That's awful, although string literals are unusual enough that it
probably isn't a performance issue. Here's some numbers: Of 9,571,612
lines of source code (counted by wc -l) I have lying around (gcc, gdb,
binutils, glibc, XFree86, and Linux kernel), 536,722 lines (5.61%)
match grep -c '"'; 50,490 lines (0.53%) match grep -c "'.'". I didn't
just grep for "'" because that would get many false positives from
apostrophes in comments.
> I think it should be possible to cut out at least one copy, and maybe
> two. If we are going to handle arbitrary charsets on input, though,
> things may get more complicated. I'm not at all clear about how we
> intend to handle various charsets.
It's particularly nasty inside character constants, where the user may
well want a string written in encoding X to bloody well *remain* in
encoding X in the object file, but we have to do some sort of
conversion if only to find the close quote.
I put a brain dump on charset handling into the cpplib projects web
page. It remains a pretty good statement of what I think our end goal
should be in terms of user-visible behavior. It'd be reasonable to do
a subset of this stuff to begin with, then get better as things go on.
> I also want to move the job of combine_strings to c-lex.c - IMO that's
> the natural place for string concatenation.
*nod* Although, do watch out for L"" and @"". If I remember
correctly, they're contagious - "foo" L"bar" "baz" is valid and
equivalent to L"foobarbaz"...
> It has another benefit, too: the __func__ cannot-be-concatenated bug
> get fixed transparently.
Didn't Nathan Sidwell fix that already?
> However, it has a complication in that it involves a token of
> lookahead - we'd need to keep track of the location of the prior
> token in case CPP doesn't hand us another string literal.
Have you been following the header-names discussion on comp.std.c? We
may need more than that :(
> > What I'd like to do is merge the data carried in the hash node with
> > the data carried in the tree node - both language-dependent and
> > language-independent. At that point the 'hash node' is a lot bigger,
> > and storing it directly in the table ceases to be a good idea.
> > Instead, I'd allocate it alongside the string itself, thus avoiding
> > the extra allocation you're worried about. Ideally we wouldn't need
> > the string pointer anymore; practically, the variable size of the
> > structure makes this unlikely to work out.
>
> Do you intend that your identifier nodes remain as tree structures?
Maybe, maybe not. An unboxed 'struct identifier' might work, too.
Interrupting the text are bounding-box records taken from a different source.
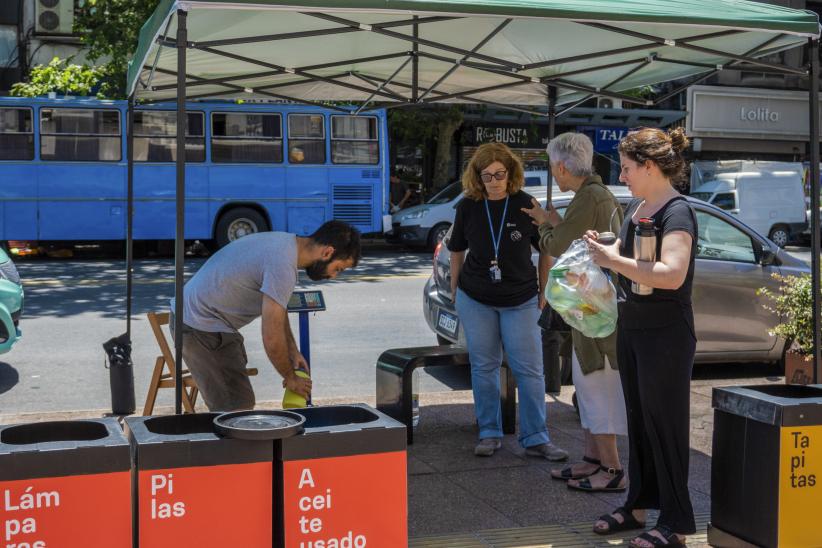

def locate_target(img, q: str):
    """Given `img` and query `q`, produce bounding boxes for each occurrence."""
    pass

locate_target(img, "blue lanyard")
[485,196,510,263]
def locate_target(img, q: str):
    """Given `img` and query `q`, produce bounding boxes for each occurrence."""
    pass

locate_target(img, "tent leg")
[126,95,134,342]
[808,38,822,384]
[174,10,188,415]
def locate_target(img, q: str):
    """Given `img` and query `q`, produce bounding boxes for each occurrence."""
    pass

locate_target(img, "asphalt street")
[0,248,810,414]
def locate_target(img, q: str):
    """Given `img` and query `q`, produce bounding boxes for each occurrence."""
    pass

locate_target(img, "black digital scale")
[286,289,325,367]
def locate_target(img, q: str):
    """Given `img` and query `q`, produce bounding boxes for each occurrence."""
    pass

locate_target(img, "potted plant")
[757,274,814,384]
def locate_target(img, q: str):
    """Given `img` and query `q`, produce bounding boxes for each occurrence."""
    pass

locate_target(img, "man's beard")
[305,259,331,282]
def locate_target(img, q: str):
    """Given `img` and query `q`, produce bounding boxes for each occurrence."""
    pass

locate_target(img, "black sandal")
[551,457,602,481]
[568,466,628,493]
[628,525,685,548]
[594,506,645,535]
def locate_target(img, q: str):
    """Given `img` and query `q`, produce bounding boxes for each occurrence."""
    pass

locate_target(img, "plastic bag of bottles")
[545,240,617,338]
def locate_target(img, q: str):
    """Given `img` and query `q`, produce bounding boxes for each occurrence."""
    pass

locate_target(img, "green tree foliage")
[11,57,103,97]
[388,105,463,188]
[757,274,813,354]
[74,0,160,99]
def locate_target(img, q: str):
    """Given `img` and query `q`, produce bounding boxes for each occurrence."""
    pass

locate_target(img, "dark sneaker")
[474,438,502,457]
[525,443,568,462]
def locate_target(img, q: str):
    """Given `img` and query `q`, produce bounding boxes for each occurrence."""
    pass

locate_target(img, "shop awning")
[128,0,819,111]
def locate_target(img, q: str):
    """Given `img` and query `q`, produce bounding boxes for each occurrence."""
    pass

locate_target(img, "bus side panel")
[209,164,286,231]
[0,162,37,240]
[37,162,126,240]
[134,164,211,240]
[330,166,382,233]
[285,165,332,231]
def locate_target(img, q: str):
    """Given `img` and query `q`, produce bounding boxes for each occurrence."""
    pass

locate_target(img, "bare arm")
[585,230,693,289]
[262,295,311,397]
[450,251,465,302]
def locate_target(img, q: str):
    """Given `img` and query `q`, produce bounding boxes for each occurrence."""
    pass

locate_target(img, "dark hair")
[309,221,362,266]
[619,127,689,183]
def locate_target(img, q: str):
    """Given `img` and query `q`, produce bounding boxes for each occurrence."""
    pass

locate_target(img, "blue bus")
[0,97,388,246]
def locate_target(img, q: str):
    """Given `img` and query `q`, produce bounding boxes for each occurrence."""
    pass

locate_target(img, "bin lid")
[214,410,305,440]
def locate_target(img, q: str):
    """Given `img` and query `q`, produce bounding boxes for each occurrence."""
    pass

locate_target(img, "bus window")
[134,110,205,162]
[211,112,283,164]
[288,114,325,164]
[331,116,380,164]
[0,108,34,160]
[40,108,122,162]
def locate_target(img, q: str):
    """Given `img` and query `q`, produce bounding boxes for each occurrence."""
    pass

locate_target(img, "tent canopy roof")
[128,0,819,109]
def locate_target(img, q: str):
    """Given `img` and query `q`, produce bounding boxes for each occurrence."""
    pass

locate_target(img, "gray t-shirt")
[179,232,297,333]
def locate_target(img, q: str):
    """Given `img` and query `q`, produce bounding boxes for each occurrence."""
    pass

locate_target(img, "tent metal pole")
[808,38,822,384]
[174,9,188,415]
[411,15,420,103]
[126,95,134,342]
[545,86,557,203]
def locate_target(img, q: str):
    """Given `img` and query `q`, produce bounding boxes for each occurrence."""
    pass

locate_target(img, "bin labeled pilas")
[0,419,132,548]
[126,413,274,548]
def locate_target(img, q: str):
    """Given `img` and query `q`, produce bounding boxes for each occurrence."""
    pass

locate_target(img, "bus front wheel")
[216,207,268,247]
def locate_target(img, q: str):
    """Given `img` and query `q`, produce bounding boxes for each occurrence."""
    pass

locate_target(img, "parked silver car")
[423,186,810,363]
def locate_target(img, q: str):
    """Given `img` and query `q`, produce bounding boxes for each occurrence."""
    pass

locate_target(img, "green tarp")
[128,0,819,105]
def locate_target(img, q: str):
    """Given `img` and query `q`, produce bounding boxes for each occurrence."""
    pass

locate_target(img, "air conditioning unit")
[597,97,622,108]
[34,0,74,35]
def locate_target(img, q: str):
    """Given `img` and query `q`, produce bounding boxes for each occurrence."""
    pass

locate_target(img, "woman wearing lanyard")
[448,143,568,461]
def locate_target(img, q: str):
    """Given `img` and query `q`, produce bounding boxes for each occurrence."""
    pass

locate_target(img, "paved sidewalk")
[0,379,784,548]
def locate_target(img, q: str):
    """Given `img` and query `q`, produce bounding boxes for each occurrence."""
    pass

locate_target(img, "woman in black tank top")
[586,128,697,548]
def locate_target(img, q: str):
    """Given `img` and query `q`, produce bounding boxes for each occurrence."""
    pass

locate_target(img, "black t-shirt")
[448,191,539,306]
[619,197,698,332]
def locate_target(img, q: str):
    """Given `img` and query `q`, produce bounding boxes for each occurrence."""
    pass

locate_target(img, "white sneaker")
[474,438,502,457]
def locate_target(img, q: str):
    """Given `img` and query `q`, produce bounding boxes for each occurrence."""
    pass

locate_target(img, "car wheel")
[428,223,451,251]
[768,225,791,247]
[216,207,268,247]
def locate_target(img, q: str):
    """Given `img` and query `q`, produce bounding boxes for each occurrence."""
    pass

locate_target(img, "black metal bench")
[377,344,517,445]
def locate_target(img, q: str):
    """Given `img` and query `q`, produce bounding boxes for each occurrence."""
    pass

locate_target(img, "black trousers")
[617,305,696,534]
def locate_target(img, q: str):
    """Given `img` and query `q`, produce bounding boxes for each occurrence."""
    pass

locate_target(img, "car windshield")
[428,183,462,205]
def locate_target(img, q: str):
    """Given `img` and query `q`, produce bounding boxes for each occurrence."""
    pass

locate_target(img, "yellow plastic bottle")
[283,369,311,409]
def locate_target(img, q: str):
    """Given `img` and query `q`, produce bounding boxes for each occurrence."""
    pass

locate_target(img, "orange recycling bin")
[274,404,408,548]
[0,418,132,548]
[126,413,276,548]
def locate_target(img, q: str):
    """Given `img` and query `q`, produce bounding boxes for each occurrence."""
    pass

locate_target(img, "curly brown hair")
[462,143,525,200]
[619,127,689,183]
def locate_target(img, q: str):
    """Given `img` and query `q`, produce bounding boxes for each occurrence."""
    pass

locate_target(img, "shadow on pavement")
[0,362,20,394]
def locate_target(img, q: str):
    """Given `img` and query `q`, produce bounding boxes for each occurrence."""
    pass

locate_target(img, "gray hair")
[546,132,594,177]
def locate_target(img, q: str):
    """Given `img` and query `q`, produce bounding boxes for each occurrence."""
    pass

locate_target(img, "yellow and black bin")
[708,384,822,548]
[0,418,132,548]
[274,404,408,548]
[126,411,303,548]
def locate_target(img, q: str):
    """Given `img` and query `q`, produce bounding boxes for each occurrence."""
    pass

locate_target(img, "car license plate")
[437,310,459,339]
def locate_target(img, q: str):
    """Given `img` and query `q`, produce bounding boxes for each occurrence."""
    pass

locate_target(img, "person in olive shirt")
[523,133,627,491]
[448,143,568,461]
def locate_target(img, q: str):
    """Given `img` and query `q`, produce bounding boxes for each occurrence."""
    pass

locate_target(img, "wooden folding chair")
[143,312,199,415]
[143,312,257,415]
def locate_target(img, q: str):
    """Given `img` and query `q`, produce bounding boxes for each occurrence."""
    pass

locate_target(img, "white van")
[691,162,808,247]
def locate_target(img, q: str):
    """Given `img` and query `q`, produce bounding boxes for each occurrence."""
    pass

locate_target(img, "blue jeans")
[457,289,550,447]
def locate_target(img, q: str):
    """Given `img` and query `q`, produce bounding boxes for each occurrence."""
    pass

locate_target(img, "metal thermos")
[631,217,656,295]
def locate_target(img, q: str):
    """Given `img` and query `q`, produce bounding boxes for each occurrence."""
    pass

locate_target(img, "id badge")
[488,265,502,284]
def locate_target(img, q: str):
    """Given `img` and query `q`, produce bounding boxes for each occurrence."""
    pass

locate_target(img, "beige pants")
[172,324,255,411]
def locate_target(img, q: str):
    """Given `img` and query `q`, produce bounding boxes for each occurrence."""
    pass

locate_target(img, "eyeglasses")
[480,169,508,184]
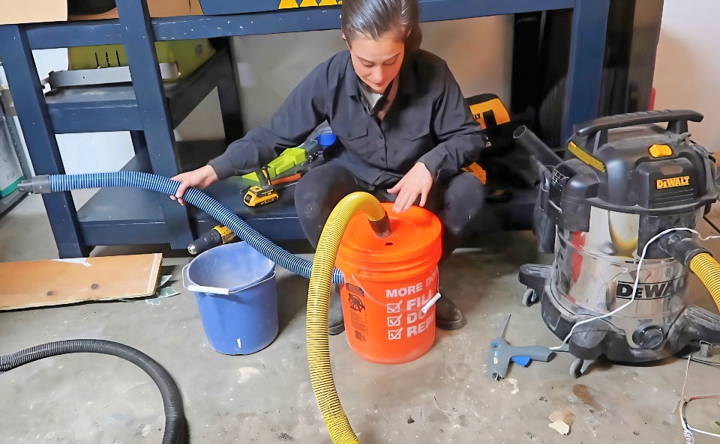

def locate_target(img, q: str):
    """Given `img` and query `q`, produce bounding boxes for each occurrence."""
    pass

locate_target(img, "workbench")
[0,0,609,257]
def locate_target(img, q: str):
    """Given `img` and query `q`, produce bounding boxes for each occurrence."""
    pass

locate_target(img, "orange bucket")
[335,203,442,364]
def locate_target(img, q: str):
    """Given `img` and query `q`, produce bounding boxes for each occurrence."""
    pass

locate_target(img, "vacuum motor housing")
[521,110,717,362]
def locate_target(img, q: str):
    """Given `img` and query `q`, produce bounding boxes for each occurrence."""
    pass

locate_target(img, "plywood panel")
[0,253,162,310]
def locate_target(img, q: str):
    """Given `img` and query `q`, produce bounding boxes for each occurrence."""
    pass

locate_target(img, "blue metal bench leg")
[562,0,610,140]
[0,25,90,258]
[117,0,193,249]
[217,45,245,143]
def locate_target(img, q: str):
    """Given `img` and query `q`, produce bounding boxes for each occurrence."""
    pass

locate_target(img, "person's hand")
[388,162,433,213]
[170,165,219,205]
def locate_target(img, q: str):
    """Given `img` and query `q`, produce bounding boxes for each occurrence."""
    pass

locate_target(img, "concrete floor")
[0,192,720,444]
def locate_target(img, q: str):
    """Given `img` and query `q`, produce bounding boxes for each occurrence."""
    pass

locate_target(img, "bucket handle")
[350,274,442,314]
[182,264,275,296]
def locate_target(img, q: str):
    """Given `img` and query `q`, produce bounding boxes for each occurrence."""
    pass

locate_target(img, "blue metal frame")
[561,0,610,140]
[117,0,193,249]
[0,0,609,257]
[0,25,90,257]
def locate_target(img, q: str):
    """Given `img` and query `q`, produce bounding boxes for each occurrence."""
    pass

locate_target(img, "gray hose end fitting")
[370,214,391,237]
[18,174,52,194]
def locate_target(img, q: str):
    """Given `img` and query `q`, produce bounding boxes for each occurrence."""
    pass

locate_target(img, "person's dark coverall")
[210,50,486,254]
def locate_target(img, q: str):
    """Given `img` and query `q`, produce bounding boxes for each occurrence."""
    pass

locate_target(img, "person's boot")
[328,285,346,336]
[435,295,467,330]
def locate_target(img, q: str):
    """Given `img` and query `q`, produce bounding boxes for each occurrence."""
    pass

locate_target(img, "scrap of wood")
[548,408,575,435]
[0,253,162,310]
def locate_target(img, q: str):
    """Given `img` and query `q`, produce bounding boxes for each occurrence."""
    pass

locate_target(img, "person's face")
[343,31,405,94]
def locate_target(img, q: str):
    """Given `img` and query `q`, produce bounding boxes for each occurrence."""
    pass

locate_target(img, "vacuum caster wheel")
[522,288,540,307]
[570,358,595,378]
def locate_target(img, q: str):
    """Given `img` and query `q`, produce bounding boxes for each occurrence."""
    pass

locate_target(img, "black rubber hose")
[0,339,188,444]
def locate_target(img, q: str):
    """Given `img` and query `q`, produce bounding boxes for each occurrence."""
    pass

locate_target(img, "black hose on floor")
[0,339,188,444]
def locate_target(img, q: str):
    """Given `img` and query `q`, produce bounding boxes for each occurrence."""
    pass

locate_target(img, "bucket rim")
[181,241,276,296]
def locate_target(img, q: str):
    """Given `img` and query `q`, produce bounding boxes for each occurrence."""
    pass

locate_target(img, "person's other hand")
[388,162,433,213]
[170,165,219,205]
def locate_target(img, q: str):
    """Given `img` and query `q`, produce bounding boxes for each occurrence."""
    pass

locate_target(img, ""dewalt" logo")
[655,176,690,190]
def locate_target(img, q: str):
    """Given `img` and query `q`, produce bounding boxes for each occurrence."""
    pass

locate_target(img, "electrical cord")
[678,353,720,444]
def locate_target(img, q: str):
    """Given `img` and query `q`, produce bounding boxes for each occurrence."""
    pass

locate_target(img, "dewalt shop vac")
[514,110,720,376]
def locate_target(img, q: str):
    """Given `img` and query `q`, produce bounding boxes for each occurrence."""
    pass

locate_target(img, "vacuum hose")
[306,192,390,444]
[0,339,188,444]
[660,230,720,310]
[18,171,343,284]
[690,253,720,310]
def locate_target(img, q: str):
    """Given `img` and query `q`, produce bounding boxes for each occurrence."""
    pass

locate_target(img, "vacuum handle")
[575,109,703,139]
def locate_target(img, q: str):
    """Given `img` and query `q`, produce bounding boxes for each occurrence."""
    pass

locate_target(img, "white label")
[387,315,402,327]
[407,318,432,338]
[388,328,402,341]
[387,301,402,313]
[385,282,423,299]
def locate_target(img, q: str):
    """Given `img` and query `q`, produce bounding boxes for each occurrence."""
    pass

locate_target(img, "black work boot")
[328,285,345,336]
[435,295,467,330]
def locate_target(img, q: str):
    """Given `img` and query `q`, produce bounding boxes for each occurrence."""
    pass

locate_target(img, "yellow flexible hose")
[690,253,720,310]
[305,192,387,444]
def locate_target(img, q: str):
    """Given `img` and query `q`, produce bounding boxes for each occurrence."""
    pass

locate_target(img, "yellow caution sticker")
[655,176,690,190]
[278,0,342,9]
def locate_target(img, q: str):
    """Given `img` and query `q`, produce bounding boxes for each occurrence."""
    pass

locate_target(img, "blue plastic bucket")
[183,242,278,355]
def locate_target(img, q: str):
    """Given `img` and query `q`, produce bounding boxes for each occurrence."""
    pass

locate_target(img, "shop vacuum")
[514,110,720,377]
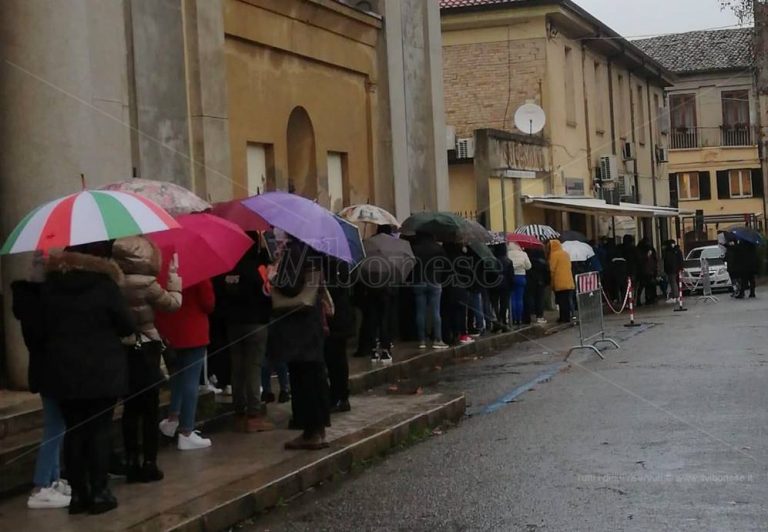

> I assume you mean making the hash node a struct tree_identifier
> instead? I don't think we need to worry about a variable-length
> struct; we could just have a per-frontend stringpool.c if we kept
> all the sizing logic hidden in there, which is the way I'm basically
> moving anyway.
I meant, variable sized in that each front end's struct
lang_identifier is different, and middle-end code has to have hacks to
cope. See set_identifier_size etc.
[snip stuff discussed elsewhere]
--
zw The beginning of almost every story is actually a bone, something with
which to court the dog, which may bring you closer to the lady.